The CDR Roadmap for Non-Bank Lenders: What You Need to Do Before 2026

The countdown is on. By mid-2026, non-bank lenders must comply with the Consumer Data Right (CDR) by sharing product reference data. While this may seem like a regulatory hurdle, it’s also an opportunity to enhance transparency, improve customer trust, and unlock new business models.

With just over a year to go, now is the time to get ahead. Here’s your roadmap to compliance, and how to turn it into a competitive advantage.

Understanding Tier 1 vs. Tier 2 Non-Bank Lender Compliance

Compliance obligations vary depending on the size of the lender, with two distinct tiers:

Tier 1 Non-Bank Lenders ('Initial Providers')

Definition: Non-bank lenders with total resident loans and finance lease balances exceeding $10 billion.
Compliance Obligations:
- Mandatory Data Sharing: Required to share both product reference data and consumer data under the CDR framework.
- Implementation Timeline: Obligations commence from 13 July 2026 for product data, followed by consumer data sharing from 9 November 2026.

Tier 2 Non-Bank Lenders ('Large Providers')

Definition: Non-bank lenders with total resident loans and finance lease balances above $1 billion and greater than 1,000 customers.
Implementation Timeline: Consumer data sharing from 13 September 2027.

Voluntary Participation: Not mandated to share data but may choose to opt into the CDR framework voluntarily. Voluntary participation can enhance competitiveness by offering customers greater data portability and transparency.

Regardless of size, any participating lender must ensure data accuracy and adhere to stringent security protocols to protect consumer information. Engaging with the CDR framework can lead to improved customer trust, innovative product offerings, and a competitive edge in the evolving financial landscape.

March–December 2025: Implement a CDR-Compliant Infrastructure

The first step is setting up the technology and processes needed to manage and share CDR product reference data. This includes:

Identifying what data must be shared – Interest rates, fees, eligibility criteria, and other product details.
Ensuring data accuracy and accessibility – The data must be structured, up-to-date, and retrievable via APIs.
Choosing a CDR technology partner – Instead of building an in-house solution, non-bank lenders can leverage managed platforms like Fiskil’s Product Portal to simplify compliance.
Establishing internal processes – Compliance isn’t just about technology; teams must be trained on data governance and reporting requirements.

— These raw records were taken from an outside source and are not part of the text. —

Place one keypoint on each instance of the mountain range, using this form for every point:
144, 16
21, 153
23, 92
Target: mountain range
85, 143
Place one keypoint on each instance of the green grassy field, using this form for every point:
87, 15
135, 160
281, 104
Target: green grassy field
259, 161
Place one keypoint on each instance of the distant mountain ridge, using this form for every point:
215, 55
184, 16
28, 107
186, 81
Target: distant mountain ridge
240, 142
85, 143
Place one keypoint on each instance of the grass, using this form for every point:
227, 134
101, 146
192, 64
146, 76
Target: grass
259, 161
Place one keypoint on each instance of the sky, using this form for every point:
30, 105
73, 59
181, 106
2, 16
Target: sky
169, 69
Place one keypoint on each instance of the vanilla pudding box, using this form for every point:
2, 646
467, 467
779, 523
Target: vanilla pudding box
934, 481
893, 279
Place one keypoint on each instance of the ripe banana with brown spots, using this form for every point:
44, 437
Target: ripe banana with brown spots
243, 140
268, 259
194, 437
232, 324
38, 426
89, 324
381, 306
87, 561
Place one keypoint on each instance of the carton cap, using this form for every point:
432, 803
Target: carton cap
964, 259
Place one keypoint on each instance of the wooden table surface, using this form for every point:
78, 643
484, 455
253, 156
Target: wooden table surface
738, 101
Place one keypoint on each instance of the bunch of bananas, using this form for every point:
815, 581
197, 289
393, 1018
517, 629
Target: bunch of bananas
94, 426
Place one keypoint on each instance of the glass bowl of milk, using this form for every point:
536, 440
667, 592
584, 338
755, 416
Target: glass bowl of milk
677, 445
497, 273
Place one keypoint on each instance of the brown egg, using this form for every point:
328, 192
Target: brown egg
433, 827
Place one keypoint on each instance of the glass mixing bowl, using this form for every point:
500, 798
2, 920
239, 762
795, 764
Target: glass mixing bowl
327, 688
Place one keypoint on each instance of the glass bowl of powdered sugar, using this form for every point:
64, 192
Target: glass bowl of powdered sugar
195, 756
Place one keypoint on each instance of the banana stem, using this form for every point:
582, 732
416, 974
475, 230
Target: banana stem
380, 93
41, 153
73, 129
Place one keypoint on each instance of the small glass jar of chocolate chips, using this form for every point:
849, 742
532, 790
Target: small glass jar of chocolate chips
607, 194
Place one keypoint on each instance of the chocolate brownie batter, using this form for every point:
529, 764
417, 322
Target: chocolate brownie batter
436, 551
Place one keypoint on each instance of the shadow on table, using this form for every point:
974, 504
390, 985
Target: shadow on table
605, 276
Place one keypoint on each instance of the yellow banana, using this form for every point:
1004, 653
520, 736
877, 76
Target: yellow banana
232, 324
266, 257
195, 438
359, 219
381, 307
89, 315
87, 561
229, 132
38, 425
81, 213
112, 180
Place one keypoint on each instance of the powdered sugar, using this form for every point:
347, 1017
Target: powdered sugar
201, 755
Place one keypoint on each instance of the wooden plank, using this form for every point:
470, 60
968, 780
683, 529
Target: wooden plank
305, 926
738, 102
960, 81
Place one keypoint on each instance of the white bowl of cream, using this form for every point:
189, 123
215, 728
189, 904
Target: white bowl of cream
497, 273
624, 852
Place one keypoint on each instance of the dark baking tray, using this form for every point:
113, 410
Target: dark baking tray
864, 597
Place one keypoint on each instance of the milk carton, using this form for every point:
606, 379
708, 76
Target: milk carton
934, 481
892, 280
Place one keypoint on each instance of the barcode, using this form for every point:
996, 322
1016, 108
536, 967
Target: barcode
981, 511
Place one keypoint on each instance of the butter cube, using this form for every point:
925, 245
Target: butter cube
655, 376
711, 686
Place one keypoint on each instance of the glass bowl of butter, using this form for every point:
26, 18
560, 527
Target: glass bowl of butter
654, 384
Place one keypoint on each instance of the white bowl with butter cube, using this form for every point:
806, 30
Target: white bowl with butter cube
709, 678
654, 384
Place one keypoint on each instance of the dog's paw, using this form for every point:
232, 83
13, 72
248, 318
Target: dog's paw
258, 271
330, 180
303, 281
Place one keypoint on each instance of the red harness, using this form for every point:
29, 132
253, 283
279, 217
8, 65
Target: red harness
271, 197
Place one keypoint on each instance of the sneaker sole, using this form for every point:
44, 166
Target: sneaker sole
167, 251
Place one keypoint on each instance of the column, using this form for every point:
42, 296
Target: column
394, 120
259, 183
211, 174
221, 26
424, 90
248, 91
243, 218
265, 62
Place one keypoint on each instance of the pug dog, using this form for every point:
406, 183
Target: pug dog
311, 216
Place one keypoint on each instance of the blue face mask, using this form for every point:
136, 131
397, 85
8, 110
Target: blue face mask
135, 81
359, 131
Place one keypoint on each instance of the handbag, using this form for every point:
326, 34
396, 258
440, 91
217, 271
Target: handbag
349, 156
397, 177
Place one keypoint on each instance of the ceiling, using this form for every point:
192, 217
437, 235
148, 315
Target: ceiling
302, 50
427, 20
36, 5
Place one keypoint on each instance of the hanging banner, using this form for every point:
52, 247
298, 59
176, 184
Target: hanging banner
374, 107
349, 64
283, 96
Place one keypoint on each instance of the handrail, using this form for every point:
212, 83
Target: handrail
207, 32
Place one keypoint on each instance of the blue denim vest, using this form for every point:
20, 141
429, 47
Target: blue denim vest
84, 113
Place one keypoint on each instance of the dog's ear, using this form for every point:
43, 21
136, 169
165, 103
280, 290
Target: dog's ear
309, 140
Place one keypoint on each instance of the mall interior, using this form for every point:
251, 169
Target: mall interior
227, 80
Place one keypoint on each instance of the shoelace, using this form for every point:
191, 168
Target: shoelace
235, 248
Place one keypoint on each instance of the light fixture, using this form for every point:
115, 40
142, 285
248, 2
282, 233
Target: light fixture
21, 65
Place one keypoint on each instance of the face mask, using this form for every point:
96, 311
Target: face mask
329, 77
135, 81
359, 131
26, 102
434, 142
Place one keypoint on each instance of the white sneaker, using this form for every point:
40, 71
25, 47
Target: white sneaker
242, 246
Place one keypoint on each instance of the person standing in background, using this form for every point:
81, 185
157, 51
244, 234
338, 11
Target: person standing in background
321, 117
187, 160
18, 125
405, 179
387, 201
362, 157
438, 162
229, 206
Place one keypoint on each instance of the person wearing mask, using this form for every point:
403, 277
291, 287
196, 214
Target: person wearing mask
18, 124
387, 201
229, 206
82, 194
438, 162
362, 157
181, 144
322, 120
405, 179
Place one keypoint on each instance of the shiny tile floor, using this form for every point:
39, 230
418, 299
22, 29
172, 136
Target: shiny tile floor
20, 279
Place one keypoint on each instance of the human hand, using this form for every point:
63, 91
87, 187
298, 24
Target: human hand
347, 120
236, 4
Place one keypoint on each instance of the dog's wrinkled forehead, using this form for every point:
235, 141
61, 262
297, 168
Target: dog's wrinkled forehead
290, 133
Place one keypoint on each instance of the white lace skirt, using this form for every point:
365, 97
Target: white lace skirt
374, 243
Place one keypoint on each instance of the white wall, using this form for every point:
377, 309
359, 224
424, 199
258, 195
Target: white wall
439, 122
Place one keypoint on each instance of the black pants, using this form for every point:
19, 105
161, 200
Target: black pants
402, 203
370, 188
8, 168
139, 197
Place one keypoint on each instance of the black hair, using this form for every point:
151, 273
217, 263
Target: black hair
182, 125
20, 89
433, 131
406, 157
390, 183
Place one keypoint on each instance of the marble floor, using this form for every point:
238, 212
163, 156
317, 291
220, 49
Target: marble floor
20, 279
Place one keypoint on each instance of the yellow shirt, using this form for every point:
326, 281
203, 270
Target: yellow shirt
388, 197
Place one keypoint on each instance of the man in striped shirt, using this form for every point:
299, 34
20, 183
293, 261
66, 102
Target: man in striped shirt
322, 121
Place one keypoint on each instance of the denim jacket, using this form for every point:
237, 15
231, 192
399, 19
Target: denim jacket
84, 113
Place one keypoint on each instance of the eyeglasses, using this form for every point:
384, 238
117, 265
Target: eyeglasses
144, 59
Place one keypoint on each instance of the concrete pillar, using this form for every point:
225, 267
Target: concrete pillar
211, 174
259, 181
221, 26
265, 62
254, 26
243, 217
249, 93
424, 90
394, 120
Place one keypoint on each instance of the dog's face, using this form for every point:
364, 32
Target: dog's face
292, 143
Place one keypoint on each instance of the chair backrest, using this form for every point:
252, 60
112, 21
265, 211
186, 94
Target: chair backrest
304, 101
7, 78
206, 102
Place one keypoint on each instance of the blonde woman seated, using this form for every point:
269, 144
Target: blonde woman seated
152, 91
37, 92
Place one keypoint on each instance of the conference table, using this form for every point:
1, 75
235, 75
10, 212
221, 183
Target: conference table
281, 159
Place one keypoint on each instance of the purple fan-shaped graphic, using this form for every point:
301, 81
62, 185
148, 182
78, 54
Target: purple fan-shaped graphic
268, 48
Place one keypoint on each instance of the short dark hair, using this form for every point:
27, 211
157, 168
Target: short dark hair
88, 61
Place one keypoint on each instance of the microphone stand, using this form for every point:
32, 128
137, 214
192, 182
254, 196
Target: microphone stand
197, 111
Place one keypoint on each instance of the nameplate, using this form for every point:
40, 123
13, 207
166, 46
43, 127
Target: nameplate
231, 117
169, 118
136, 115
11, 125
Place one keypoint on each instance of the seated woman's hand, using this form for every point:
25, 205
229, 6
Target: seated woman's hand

Early 2026: Test, Refine & Ensure Security Measures Are in Place

By early 2026, your infrastructure should be functional, and it’s time to validate its effectiveness. Key actions include:

Testing API connectivity and data integrity – Ensure your product data is being shared accurately and consistently.
Conducting security and compliance checks – CDR comes with strict security and consent management requirements.
Finalising documentation and internal workflows – Clear processes must be in place to update product data and manage regulatory reporting.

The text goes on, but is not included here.